Prof. Dr. Özgüngör: “LGS hazırlık süreci sona erdi. Şimdi sınava girecek kimi öğrencilerde, sınav gününe nasıl hazırlanılması gerektiği ve sınavda başarılı olup olamayacakları konusunda endişeler de artmaya başladı. Ancak bu kaygı düzeyi öğrencilerde farklı biçimlerde ortaya çıkmaktadır. Öğrencilerin kaygı düzeylerindeki farklılıkların en önemli nedenlerinden birisi sınavın nasıl algılandığına ilişkindir. Bazıları için LGS başarısı iyi bir üniversiteye girebilmenin tek yolu, diğer bir deyişle geleceğin akışını belirleyecek bir dönüm noktası olarak algılanmaktadır.
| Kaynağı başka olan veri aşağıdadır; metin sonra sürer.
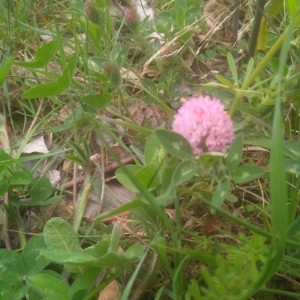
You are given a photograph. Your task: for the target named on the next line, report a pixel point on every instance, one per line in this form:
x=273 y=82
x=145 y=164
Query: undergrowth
x=88 y=95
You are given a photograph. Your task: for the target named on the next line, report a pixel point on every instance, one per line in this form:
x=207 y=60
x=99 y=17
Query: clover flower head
x=205 y=124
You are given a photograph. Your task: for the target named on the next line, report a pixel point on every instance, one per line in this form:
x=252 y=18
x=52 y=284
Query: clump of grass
x=213 y=226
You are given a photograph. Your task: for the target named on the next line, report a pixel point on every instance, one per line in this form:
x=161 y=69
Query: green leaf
x=232 y=67
x=134 y=251
x=55 y=88
x=115 y=238
x=5 y=68
x=235 y=153
x=154 y=151
x=40 y=189
x=49 y=284
x=97 y=100
x=185 y=171
x=6 y=291
x=225 y=81
x=175 y=144
x=220 y=194
x=30 y=255
x=146 y=175
x=48 y=89
x=59 y=235
x=244 y=174
x=12 y=268
x=68 y=257
x=292 y=166
x=66 y=77
x=20 y=178
x=43 y=56
x=293 y=7
x=263 y=35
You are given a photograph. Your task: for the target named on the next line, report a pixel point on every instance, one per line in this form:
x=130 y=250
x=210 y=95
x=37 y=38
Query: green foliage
x=213 y=226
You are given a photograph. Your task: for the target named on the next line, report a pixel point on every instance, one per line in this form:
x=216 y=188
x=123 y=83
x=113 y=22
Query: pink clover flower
x=205 y=124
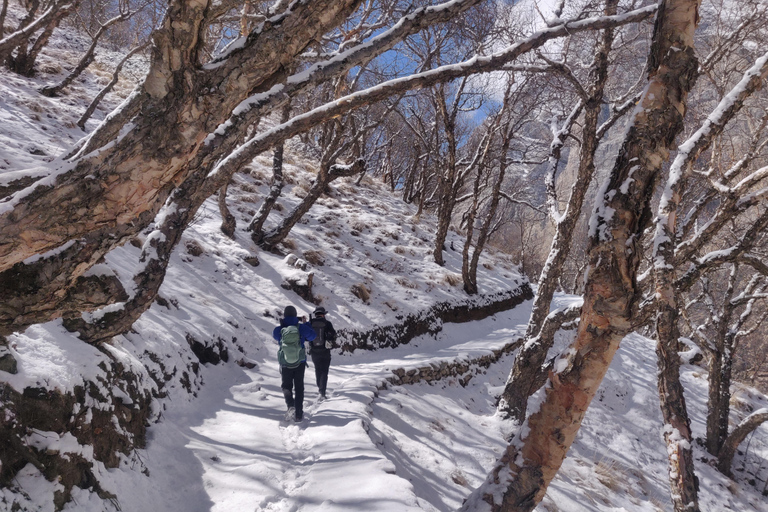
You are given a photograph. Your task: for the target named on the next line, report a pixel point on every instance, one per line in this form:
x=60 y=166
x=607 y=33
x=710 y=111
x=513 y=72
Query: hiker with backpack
x=290 y=336
x=320 y=348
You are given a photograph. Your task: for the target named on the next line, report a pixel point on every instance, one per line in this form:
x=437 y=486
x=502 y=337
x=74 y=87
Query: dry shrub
x=316 y=258
x=50 y=69
x=33 y=106
x=405 y=283
x=610 y=474
x=194 y=248
x=452 y=279
x=300 y=190
x=346 y=189
x=361 y=291
x=258 y=173
x=249 y=198
x=458 y=478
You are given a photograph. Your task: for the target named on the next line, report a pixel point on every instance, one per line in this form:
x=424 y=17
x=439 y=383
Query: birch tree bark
x=519 y=480
x=522 y=381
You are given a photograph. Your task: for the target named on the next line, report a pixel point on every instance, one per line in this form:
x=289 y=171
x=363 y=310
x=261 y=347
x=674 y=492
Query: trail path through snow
x=419 y=447
x=253 y=459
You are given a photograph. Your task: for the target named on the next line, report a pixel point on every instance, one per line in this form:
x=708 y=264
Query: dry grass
x=316 y=258
x=405 y=283
x=452 y=279
x=194 y=248
x=361 y=291
x=300 y=190
x=611 y=475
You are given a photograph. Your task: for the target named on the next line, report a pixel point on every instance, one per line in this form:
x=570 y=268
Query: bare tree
x=520 y=478
x=141 y=174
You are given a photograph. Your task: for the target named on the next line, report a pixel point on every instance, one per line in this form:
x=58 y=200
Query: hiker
x=291 y=335
x=320 y=349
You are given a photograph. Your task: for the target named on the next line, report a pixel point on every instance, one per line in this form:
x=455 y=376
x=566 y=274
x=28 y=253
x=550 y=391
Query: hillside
x=199 y=368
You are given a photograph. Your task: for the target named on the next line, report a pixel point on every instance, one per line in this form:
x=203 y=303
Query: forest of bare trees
x=631 y=135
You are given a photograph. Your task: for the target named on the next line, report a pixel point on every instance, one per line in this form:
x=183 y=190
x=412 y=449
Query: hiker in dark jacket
x=320 y=349
x=293 y=358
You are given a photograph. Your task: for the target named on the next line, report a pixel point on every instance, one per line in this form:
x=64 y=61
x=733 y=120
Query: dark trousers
x=293 y=377
x=322 y=363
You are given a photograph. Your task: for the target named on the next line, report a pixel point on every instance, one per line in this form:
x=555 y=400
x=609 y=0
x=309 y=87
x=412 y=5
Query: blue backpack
x=291 y=354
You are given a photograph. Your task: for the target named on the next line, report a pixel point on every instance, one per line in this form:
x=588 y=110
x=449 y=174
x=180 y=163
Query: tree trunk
x=85 y=61
x=24 y=62
x=3 y=12
x=470 y=274
x=278 y=234
x=738 y=435
x=276 y=188
x=520 y=479
x=677 y=430
x=228 y=221
x=528 y=362
x=446 y=196
x=107 y=88
x=719 y=399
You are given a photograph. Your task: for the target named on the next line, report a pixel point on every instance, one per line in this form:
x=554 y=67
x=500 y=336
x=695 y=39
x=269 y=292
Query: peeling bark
x=324 y=177
x=746 y=427
x=520 y=479
x=228 y=221
x=522 y=383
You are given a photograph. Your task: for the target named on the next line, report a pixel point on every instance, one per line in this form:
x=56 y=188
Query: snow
x=219 y=439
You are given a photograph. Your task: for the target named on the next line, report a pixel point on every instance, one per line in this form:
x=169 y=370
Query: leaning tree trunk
x=278 y=234
x=228 y=221
x=3 y=12
x=718 y=402
x=738 y=435
x=523 y=380
x=521 y=477
x=85 y=60
x=98 y=200
x=276 y=187
x=469 y=265
x=107 y=88
x=24 y=62
x=446 y=195
x=666 y=258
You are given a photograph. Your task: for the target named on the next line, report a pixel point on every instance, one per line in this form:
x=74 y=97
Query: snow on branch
x=477 y=64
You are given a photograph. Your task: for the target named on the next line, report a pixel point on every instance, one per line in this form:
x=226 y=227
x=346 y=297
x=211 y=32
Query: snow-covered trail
x=253 y=458
x=422 y=446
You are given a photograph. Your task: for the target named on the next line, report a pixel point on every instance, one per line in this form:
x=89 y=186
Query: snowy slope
x=219 y=439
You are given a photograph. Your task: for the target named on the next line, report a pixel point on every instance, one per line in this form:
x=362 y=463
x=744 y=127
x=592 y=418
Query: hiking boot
x=288 y=398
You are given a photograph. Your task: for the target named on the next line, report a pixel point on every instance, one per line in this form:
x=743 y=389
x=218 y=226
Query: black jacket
x=325 y=333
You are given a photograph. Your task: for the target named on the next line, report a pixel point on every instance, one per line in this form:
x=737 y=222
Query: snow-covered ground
x=219 y=438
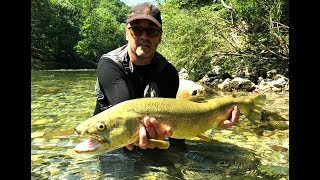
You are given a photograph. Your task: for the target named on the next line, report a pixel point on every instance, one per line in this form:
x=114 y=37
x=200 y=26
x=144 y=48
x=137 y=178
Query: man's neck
x=137 y=60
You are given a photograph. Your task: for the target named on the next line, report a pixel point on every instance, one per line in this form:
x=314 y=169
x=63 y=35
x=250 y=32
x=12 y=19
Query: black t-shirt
x=117 y=81
x=117 y=85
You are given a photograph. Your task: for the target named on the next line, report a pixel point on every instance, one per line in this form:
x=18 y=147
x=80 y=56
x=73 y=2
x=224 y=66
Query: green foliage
x=100 y=33
x=246 y=35
x=251 y=36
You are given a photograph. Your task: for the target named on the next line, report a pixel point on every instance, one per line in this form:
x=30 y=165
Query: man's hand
x=151 y=130
x=234 y=116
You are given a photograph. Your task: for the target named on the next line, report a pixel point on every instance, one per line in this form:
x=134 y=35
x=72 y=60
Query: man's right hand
x=153 y=130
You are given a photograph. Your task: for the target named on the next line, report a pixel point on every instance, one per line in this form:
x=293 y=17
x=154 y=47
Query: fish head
x=108 y=133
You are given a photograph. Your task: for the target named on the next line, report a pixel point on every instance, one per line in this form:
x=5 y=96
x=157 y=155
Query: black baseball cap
x=145 y=11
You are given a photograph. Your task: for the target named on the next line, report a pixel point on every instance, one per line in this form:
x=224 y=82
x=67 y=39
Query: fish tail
x=255 y=113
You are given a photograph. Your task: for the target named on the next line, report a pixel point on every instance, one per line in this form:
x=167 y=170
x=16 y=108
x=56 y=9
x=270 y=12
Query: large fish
x=119 y=125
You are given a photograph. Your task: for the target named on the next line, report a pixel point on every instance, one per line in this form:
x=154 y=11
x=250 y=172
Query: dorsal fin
x=199 y=99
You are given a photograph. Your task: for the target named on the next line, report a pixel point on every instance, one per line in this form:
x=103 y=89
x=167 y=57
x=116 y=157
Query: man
x=137 y=70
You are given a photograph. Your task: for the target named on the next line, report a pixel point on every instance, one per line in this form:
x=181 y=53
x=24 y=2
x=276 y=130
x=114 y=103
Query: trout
x=119 y=125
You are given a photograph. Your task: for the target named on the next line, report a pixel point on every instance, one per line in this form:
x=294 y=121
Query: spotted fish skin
x=119 y=125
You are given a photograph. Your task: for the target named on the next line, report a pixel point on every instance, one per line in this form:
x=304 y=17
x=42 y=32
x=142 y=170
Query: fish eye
x=101 y=126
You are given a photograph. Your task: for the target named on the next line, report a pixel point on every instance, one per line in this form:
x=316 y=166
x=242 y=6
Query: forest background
x=237 y=35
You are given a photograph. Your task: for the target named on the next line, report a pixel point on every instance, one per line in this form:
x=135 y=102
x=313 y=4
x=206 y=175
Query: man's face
x=143 y=37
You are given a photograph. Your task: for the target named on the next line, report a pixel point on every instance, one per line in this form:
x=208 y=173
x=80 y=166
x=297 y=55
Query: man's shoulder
x=116 y=53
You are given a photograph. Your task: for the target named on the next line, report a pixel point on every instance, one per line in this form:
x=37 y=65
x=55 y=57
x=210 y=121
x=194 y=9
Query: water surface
x=62 y=99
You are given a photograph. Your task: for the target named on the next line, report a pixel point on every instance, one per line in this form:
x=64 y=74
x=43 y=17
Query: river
x=62 y=99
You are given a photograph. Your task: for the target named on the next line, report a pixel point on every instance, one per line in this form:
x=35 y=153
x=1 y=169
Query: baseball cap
x=145 y=11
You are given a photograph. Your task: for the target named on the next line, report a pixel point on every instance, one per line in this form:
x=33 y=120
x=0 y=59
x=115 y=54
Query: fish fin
x=255 y=113
x=204 y=137
x=159 y=143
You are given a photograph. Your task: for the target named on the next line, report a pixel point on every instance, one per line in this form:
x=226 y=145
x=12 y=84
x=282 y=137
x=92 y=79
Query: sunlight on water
x=62 y=99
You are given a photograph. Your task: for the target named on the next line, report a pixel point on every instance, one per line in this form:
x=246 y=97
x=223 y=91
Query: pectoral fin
x=204 y=137
x=159 y=143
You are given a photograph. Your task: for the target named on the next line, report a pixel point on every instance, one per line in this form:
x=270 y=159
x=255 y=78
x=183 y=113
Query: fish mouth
x=93 y=143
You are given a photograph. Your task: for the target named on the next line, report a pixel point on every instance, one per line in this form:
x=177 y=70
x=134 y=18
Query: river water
x=60 y=100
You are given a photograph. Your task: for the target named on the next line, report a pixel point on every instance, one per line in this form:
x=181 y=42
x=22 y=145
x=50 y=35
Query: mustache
x=144 y=42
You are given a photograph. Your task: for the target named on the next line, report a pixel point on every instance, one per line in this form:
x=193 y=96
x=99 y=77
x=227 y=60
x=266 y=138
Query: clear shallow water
x=62 y=99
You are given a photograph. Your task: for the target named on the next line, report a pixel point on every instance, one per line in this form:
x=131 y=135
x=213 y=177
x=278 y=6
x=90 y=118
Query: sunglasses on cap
x=138 y=31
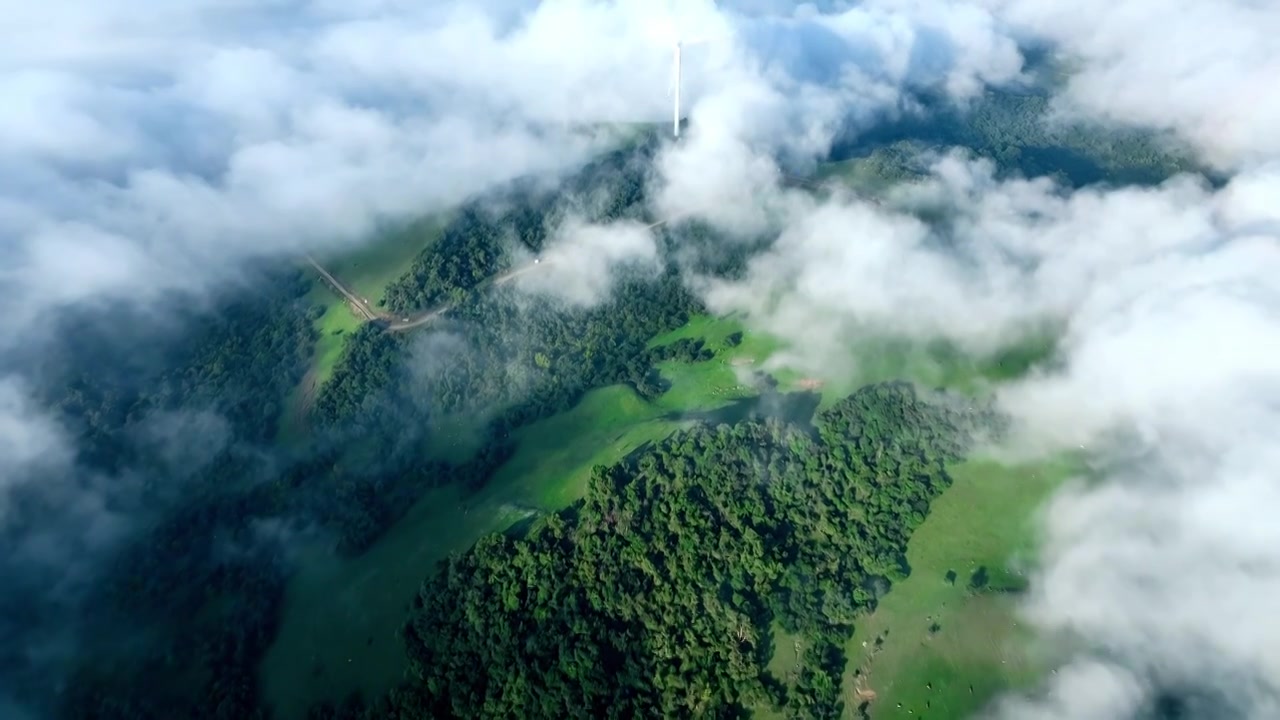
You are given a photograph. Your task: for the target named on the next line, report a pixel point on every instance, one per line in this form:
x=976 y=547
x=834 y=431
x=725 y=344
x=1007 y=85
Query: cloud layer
x=152 y=149
x=1168 y=365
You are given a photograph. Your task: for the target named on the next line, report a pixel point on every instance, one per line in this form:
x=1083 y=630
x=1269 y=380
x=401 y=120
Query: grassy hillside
x=946 y=639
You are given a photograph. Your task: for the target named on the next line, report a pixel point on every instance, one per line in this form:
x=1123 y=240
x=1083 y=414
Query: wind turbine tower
x=676 y=81
x=667 y=31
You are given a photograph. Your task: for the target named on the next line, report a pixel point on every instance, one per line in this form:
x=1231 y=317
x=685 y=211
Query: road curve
x=425 y=317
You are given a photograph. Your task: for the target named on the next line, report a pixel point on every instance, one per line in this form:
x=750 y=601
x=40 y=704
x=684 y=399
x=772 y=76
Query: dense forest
x=657 y=596
x=716 y=536
x=1016 y=131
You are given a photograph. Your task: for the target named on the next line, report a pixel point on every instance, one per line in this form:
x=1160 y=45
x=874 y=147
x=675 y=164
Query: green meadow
x=341 y=616
x=945 y=641
x=341 y=619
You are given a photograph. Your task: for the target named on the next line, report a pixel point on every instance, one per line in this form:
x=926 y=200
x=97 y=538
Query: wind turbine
x=667 y=31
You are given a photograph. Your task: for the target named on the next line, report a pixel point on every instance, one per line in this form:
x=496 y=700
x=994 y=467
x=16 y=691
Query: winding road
x=401 y=324
x=425 y=317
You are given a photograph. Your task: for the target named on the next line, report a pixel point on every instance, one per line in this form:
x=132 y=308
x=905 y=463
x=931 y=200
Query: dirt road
x=425 y=317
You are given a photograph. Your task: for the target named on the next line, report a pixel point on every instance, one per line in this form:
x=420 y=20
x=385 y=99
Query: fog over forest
x=165 y=159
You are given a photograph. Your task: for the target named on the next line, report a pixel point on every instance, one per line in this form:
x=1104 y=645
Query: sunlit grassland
x=369 y=270
x=341 y=616
x=940 y=645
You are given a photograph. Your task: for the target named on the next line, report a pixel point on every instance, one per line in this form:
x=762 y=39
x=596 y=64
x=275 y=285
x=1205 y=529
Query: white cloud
x=1201 y=69
x=154 y=147
x=583 y=261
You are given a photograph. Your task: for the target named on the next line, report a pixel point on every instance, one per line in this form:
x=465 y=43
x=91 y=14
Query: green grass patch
x=366 y=272
x=341 y=616
x=945 y=641
x=369 y=270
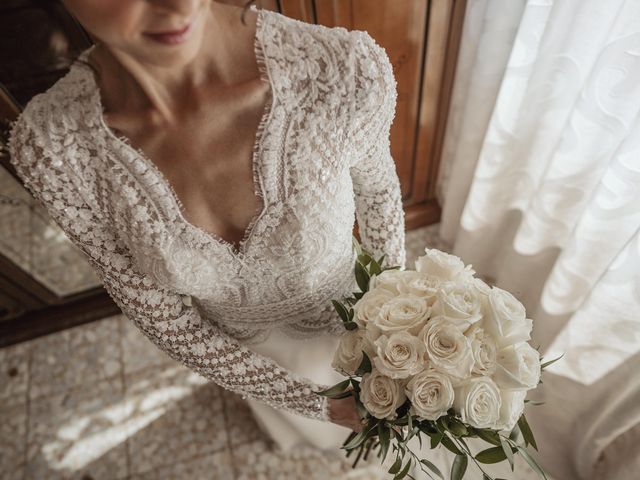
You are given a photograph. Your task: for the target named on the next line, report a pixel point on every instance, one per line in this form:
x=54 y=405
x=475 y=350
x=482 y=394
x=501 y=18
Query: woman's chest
x=294 y=245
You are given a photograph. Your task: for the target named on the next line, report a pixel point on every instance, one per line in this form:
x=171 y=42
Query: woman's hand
x=343 y=411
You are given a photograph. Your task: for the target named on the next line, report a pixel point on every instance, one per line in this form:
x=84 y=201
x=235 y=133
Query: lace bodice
x=321 y=160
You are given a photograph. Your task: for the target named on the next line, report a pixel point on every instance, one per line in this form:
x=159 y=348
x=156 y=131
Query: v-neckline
x=240 y=250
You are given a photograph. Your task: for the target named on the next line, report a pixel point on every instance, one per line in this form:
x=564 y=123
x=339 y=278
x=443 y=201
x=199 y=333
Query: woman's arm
x=376 y=185
x=160 y=314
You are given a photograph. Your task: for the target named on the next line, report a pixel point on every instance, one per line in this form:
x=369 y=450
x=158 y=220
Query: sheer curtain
x=540 y=188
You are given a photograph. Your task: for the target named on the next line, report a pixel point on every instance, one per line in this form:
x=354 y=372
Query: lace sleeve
x=378 y=199
x=161 y=315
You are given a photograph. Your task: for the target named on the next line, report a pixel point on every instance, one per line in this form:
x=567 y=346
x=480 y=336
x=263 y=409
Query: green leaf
x=337 y=388
x=456 y=427
x=404 y=471
x=395 y=468
x=436 y=439
x=459 y=467
x=526 y=432
x=489 y=436
x=449 y=445
x=356 y=245
x=383 y=435
x=432 y=467
x=362 y=277
x=357 y=440
x=507 y=450
x=342 y=311
x=491 y=455
x=531 y=461
x=546 y=364
x=365 y=365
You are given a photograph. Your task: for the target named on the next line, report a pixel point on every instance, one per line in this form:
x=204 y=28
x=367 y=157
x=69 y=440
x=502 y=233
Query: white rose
x=518 y=367
x=447 y=349
x=381 y=395
x=387 y=280
x=478 y=402
x=399 y=355
x=505 y=318
x=443 y=265
x=484 y=350
x=368 y=307
x=431 y=394
x=420 y=284
x=459 y=303
x=348 y=356
x=404 y=312
x=511 y=409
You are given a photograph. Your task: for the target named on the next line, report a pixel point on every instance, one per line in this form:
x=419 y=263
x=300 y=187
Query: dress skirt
x=310 y=358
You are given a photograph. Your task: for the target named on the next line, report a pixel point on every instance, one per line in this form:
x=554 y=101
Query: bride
x=210 y=161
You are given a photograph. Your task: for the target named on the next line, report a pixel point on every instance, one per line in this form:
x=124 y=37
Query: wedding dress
x=257 y=318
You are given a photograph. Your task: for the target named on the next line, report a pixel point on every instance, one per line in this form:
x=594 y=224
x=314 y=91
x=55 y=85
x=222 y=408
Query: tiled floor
x=101 y=402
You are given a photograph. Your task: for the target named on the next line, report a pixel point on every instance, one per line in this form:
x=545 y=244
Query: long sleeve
x=378 y=199
x=172 y=325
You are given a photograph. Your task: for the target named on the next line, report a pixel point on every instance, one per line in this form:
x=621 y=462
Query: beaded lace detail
x=321 y=161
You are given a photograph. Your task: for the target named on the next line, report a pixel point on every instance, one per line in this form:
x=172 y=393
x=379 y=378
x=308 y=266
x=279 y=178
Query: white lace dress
x=256 y=320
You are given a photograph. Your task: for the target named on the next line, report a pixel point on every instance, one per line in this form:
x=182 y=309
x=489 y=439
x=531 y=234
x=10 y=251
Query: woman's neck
x=128 y=83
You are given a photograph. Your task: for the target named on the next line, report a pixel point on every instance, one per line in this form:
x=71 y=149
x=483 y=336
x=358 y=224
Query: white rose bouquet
x=435 y=352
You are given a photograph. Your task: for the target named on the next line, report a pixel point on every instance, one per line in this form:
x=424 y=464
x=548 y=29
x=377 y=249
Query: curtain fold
x=540 y=189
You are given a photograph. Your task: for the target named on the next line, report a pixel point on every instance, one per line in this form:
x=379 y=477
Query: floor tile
x=13 y=430
x=14 y=370
x=241 y=424
x=138 y=352
x=79 y=434
x=81 y=355
x=213 y=466
x=173 y=410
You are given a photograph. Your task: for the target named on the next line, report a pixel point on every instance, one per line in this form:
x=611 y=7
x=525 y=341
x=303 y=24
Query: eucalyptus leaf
x=432 y=467
x=362 y=277
x=546 y=364
x=491 y=455
x=383 y=435
x=365 y=365
x=459 y=467
x=507 y=450
x=436 y=439
x=395 y=468
x=404 y=471
x=489 y=436
x=531 y=461
x=526 y=431
x=449 y=445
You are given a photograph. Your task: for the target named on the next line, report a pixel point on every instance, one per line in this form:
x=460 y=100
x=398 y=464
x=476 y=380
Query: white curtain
x=540 y=188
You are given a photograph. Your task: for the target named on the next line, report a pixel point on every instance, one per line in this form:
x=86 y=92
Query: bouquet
x=435 y=352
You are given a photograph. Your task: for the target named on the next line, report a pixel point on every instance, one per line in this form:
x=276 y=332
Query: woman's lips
x=171 y=37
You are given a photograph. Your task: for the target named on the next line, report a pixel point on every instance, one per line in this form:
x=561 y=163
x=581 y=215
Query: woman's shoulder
x=350 y=58
x=49 y=121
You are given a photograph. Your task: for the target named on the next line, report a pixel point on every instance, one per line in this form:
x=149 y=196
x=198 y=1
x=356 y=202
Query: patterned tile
x=207 y=467
x=138 y=352
x=14 y=371
x=81 y=355
x=172 y=410
x=241 y=424
x=79 y=434
x=13 y=430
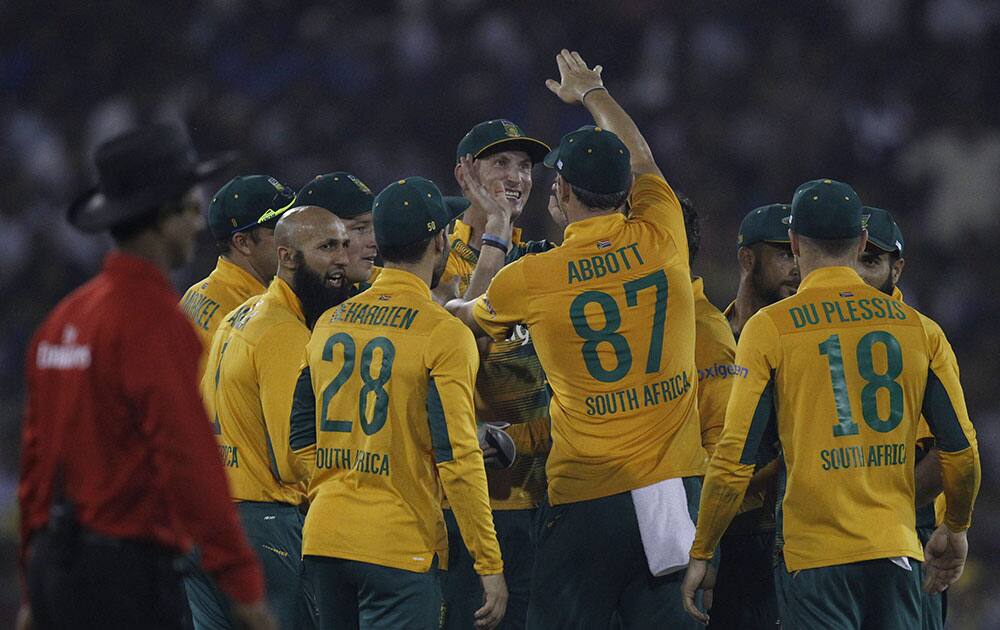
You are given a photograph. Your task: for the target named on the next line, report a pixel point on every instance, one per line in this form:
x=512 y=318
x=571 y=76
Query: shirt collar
x=390 y=280
x=698 y=287
x=231 y=273
x=826 y=277
x=284 y=294
x=124 y=265
x=594 y=227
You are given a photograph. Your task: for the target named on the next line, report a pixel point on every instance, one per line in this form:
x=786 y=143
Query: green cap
x=593 y=159
x=493 y=136
x=411 y=210
x=248 y=201
x=766 y=224
x=883 y=232
x=826 y=209
x=341 y=193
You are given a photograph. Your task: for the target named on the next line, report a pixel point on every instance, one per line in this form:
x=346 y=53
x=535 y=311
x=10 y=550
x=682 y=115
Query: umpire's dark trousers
x=101 y=582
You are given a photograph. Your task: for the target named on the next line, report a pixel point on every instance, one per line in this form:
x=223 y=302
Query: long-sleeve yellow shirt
x=611 y=314
x=714 y=356
x=384 y=415
x=208 y=301
x=846 y=370
x=253 y=367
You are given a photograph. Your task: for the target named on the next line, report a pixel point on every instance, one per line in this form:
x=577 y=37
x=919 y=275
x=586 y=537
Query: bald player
x=744 y=593
x=384 y=416
x=350 y=199
x=253 y=365
x=848 y=519
x=241 y=218
x=611 y=314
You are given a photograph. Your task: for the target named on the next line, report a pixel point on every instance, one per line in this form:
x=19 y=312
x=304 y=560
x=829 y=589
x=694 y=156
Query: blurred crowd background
x=741 y=100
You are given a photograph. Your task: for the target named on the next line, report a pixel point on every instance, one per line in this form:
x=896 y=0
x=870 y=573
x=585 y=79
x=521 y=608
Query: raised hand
x=575 y=78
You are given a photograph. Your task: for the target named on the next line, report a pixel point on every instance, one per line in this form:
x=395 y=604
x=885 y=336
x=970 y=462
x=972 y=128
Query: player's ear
x=897 y=270
x=239 y=242
x=286 y=258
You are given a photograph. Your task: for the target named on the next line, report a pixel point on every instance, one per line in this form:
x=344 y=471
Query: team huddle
x=482 y=431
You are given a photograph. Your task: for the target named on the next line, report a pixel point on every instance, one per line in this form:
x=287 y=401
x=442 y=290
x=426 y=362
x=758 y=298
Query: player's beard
x=766 y=293
x=442 y=262
x=888 y=286
x=313 y=292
Oysa eğitimsel başarı açısından daha avantajlı bir liseye giriş şansı edinebilmek üniversitede arzu edilen bir bölümü kazanabilmek için bir avantaj sağlasa da düzenli ve etkili çalışma alışkanlıklarına sahip öğrenciler için sınav başarısızlığı kesinlikle yolun sonu anlamını taşımamaktadır. Aynı nedene bağlı olarak iyi bir liseye girme şansı elde etmek üniversite sınavında başarıyı garantilemek anlamına da gelmemektedir. LGS; öğrencinin hayatı boyunca yüzleşmiş olduğu ve gelecekte yüzleşeceği sayısız sınavlardan sadece biri olup, diğer tüm sınavlar gibi öğrencinin yaşamında değiştirilemez yegâne bir etkiye kesinlikle sahip değildir.”
“Kıyas olumsuz benlik algısına neden olur”
LGS sınavına ilişkin kaygı düzeyini arttıran bir diğer unsurun ise bu sınavın başarısının bireyin yeterliliği ve bu yeterliliğe dayalı kişisel değerinin bir göstergesi olarak algılanmasının altını çizen Prof. Dr. Özgüngör, “Bir anlamda çocuk ebeveyn ve arkadaşlarının görüşleri doğrultusunda kendini diğerleriyle kıyaslayarak kendi değerini belirlemeye başlar. Bu süreçte özellikle ebeveynlerin sunduğu mesajlar benlik değerinin oluşumunda belirleyici hale gelir. Çocuğu motive etmek amacıyla bazı ebeveynlerin yanlış stratejiler benimsediği görülmektedir. Bunlardan en yaygın görülen örneğinde aile çocuklarını kendi çocuklarından daha çok çalıştıklarını düşündükleri ya da denemelerde daha iyi puan alan akranları ile kıyaslayarak motive etmeye çalışır ancak bu durum çoğu çocuk için haksızlığa uğramışlık, yetersizlik duygusu ve motivasyon kaybına neden olur.”
“Ailenin çocuğuna sunduğu imkânlar bir lütuf değildir”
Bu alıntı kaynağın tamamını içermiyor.